3. `Triangle` methods are non-mutating by default. Mutation is allowed only via an `inplace` argument.  

For domain-specific exceptions, discuss on the [issue tracker](https://github.com/casact/chainladder-python/issues).

---

## Development Environment

After forking the repository, you can set up a development environment using `uv`:

```bash
# Install uv if you haven't already
curl -LsSf https://astral.sh/uv/install.sh | sh

# Add uv to your PATH
echo 'export PATH="$HOME/.cargo/bin:$PATH"' >> ~/.zshrc
source ~/.zshrc

# Navigate to your working directory
cd chainladder-python

# Create virtual environment and install all dependencies
uv sync --extra all

```

Once the environment is set up, we may go into development mode with `uv`:
```bash
# Activate the environment
uv run jupyter-lab # or uv run python
```

This will install the package in editable mode with all development dependencies.

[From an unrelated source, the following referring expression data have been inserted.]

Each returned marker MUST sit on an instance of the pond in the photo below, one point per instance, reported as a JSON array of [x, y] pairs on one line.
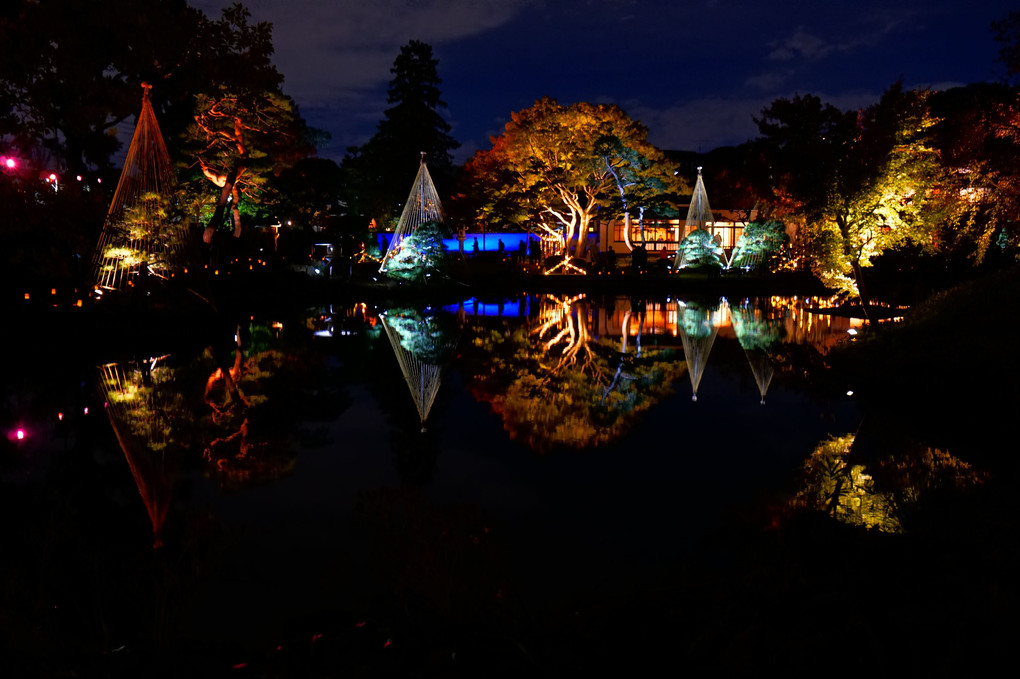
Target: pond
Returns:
[[486, 483]]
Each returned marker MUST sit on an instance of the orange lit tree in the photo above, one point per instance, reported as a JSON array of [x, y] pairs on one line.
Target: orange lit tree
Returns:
[[245, 128], [861, 183], [558, 165]]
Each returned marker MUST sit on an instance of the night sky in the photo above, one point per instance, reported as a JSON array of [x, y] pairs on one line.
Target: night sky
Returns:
[[694, 72]]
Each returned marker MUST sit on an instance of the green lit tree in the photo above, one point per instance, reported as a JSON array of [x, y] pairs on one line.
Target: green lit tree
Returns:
[[700, 251], [421, 254], [560, 165], [762, 247], [860, 181]]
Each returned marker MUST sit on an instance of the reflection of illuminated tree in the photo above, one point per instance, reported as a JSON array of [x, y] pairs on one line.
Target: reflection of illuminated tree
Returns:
[[556, 386], [698, 334], [147, 414], [832, 482], [758, 335], [248, 440], [422, 344]]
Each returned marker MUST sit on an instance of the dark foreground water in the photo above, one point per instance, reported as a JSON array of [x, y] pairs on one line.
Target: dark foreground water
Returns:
[[518, 486]]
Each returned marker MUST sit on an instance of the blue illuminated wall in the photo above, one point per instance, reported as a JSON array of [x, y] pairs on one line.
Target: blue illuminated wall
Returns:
[[488, 242], [506, 308]]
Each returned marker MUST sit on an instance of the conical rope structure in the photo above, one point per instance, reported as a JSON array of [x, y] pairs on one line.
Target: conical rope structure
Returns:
[[139, 421], [422, 206], [142, 233], [698, 334], [699, 214], [422, 378]]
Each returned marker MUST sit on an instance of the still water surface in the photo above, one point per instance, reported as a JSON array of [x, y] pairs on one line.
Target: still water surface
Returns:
[[362, 470]]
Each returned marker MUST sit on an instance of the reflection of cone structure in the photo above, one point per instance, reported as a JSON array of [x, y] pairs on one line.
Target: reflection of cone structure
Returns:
[[421, 207], [762, 368], [698, 334], [140, 425], [422, 378], [140, 234]]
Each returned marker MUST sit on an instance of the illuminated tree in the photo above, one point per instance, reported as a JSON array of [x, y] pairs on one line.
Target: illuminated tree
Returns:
[[861, 181], [69, 73], [420, 255], [978, 135], [556, 386], [560, 165], [245, 128]]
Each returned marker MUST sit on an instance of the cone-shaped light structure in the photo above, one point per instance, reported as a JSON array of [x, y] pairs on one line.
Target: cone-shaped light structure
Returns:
[[142, 234], [422, 206]]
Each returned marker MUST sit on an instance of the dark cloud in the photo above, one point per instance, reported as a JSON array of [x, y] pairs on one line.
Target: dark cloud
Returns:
[[694, 72]]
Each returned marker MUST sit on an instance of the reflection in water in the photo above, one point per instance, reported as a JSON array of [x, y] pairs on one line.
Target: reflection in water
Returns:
[[698, 326], [145, 412], [422, 343], [557, 385], [882, 492]]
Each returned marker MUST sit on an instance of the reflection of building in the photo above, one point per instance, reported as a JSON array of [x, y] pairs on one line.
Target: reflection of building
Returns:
[[663, 236], [661, 317]]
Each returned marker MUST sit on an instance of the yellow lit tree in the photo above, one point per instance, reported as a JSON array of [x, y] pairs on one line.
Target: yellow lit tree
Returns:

After finishing work, deactivate:

```bash
deactivate
```

---

## Documentation

Documentation is built with **Jupyter Book**. From your development environment:  

```bash
cd docs
jb build .
```

The generated site is in `_build/html`. Documentation is maintained in:  

1. Docstrings within the code (hosted in API reference).  
2. User Guide notebooks (`/docs/modules`).  
3. Tutorial notebooks (`/docs/tutorials`).  

Contributions to documentation are especially helpful for new users.

---

## Pull Requests (PRs)

**Guidelines for PRs:**  

**PRs must:**  
- Pass all existing unit tests  
- Undergo independent peer review  

**PRs are encouraged to:**  
- Be small, focused, and modular  
- Link to relevant Issue ticket(s)  
- Include docstring updates for any code changes  
- Update the documentation site for corresponding changes  
- Follow established naming conventions  
- Include new unit tests with reasonable coverage  

All PRs should be run locally before submission.

For codebase tests, run:

```bash
pytest
```

For documentation changes, rebuild the docs locally with:
```bash
uv run jb build docs --builder=custom --custom-builder=doctest
```

Large or unfocused PRs may delay merging. Each PR should address a single issue or feature to maintain clarity and quality.